Apagadas las últimas luces de las fiestas corresponde volver a la rutina y comenzar el año con fuerza renovada; dispuesto a hacer de él terruño fértil a base de tareas: sembrar, labrar, recolectar. Cierto es que esta labor de escritura, que dicho así se asemejaría a la del hombre del campo que lucha con la tierra y está a merced de los elementos, es menos esclava, infinitamente menos dura en lo físico y, por supuesto, aunque injusto, sin duda mucho más gratificante.

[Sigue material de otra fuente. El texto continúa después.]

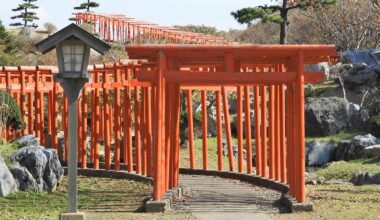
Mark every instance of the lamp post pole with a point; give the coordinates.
(72, 88)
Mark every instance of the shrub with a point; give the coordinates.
(197, 123)
(9, 111)
(374, 124)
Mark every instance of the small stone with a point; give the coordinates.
(28, 140)
(7, 183)
(360, 179)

Escribir es sembrar la página de ideas, labrar estas con palabras, recolectar impresiones, visones fugaces, o consolidadas reflexiones a las que, acaso, jamás hubiésemos llegado de no buscar respuesta en la propia génesis del texto. Pero también es un ejercicio de constancia, de amor por lo bien hecho, de regeneración. Y es siempre comenzar, como el hombre del campo que vuelve año tras año a su parcela, sin mirar hacia atrás; porque lo que la tierra dio antes no es garantía de que vuelva a darlo, y hay que tratarla con la pericia, el mimo y la solvencia de aquel que la conoce a base de contacto y de sudor.

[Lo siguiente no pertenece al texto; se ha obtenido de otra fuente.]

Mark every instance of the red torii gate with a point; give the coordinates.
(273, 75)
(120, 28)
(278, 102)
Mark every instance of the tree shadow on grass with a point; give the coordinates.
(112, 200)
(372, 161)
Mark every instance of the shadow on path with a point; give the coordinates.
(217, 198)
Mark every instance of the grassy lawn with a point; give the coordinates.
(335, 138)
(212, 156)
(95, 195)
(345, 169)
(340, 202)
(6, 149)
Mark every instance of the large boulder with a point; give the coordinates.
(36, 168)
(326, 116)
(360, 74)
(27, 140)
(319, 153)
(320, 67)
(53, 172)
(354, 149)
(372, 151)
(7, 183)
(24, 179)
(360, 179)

Así, dispuesto a extraer de 2010 mi mejor cosecha, retomo proyectos aparcados, me exijo una jornada de trabajo ante la página en blanco, y comienzo a remover el corazón y el pensamiento con el arado limpio de las voces. Luego, la recolección, no será sólo mía, sino de aquellos que, generosos, dediquen un poco de su tiempo a estos sueños que esparzo, aún sólo mies, por la página en blanco que espera ser labrada.